CaF₂( s)+H₂SO₄(aq)→2HF(g)+CaSO₄( s)
Determine the limiting reactant when 1.00 g of calcium fluoride, CaF₂( s), reacts with 15.5 g of sulfuric acid, H₂SO₄(aq).

Answer 1

The limiting reactant when reacting 1.00 g of calcium fluoride with 15.5 g of sulfuric acid to produce HF gas is calcium fluoride, as it is present in lesser molar quantity than required by H2SO4 based on the balanced equation.

Step-by-step explanation:

The student is asking how to determine the limiting reactant when reacting calcium fluoride with sulfuric acid to produce hydrogen fluoride gas. To find the limiting reactant, we calculate moles of each reactant based on the balanced chemical equation. The molar mass of CaF2 is approximately 78.07 g/mol, and for H2SO4 it is approximately 98.079 g/mol.

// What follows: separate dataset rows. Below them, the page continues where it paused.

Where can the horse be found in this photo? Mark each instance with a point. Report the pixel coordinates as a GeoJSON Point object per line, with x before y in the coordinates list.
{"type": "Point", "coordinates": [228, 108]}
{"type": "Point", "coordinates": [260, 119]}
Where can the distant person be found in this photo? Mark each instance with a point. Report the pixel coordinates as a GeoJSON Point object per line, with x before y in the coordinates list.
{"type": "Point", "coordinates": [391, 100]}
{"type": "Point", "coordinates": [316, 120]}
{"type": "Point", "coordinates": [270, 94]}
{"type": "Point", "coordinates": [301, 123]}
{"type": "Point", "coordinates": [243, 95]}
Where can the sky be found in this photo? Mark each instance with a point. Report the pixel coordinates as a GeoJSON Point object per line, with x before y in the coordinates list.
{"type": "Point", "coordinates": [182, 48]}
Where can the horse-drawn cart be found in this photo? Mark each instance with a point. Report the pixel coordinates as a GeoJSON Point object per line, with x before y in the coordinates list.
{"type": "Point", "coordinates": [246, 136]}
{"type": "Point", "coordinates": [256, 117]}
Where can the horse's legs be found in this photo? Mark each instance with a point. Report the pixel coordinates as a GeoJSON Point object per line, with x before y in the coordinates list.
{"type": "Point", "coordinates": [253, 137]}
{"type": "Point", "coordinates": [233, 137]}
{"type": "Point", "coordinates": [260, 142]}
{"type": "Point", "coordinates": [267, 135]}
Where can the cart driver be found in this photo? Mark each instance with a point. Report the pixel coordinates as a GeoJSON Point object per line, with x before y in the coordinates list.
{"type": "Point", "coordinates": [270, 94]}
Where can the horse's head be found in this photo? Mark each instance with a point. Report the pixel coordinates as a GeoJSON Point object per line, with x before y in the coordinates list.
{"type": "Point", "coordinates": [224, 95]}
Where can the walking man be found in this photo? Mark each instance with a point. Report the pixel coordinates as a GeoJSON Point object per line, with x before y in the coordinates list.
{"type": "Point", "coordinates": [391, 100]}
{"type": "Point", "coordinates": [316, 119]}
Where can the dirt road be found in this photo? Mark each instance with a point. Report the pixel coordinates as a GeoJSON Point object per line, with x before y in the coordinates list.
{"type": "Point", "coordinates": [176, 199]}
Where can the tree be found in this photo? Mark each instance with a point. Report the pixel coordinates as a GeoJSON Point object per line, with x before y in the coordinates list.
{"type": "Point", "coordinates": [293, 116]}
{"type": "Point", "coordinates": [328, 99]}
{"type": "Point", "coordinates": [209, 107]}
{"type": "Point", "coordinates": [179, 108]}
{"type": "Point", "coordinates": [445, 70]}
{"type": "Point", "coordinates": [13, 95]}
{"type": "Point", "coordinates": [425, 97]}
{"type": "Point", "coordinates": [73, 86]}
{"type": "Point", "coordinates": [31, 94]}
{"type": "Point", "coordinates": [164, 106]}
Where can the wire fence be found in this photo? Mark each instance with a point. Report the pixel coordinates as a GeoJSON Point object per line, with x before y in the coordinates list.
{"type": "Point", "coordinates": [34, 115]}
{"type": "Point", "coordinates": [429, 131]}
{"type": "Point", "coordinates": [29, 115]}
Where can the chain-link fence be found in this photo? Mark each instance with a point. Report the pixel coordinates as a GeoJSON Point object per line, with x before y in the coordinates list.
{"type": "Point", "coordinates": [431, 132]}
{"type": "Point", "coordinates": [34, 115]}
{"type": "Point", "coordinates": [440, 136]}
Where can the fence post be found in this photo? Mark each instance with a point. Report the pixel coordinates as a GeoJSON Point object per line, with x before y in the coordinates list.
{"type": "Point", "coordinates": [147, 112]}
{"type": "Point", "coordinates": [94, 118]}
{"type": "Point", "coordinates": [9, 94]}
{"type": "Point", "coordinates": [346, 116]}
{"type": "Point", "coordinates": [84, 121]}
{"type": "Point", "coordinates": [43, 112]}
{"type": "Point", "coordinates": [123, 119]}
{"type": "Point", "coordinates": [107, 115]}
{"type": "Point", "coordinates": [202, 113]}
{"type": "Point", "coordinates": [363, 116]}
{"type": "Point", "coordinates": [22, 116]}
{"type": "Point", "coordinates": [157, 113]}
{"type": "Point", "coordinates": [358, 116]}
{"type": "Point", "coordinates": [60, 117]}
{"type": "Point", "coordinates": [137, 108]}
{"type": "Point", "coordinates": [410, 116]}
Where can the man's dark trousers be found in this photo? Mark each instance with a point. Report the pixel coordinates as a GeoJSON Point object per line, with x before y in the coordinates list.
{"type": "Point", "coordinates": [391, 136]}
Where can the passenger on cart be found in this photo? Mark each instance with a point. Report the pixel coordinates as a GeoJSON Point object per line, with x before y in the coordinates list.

With the given masses, we have 1.00 g CaF2 (0.0128 mol) and 15.5 g H2SO4 (0.158 mol).

According to the equation, the molar ratio of CaF2 to H2SO4 is 1:1. Therefore, 0.0128 mol of CaF2 would require 0.0128 mol of H2SO4, but we have 0.158 mol of H2SO4, which is more than sufficient. Thus, calcium fluoride is the limiting reactant.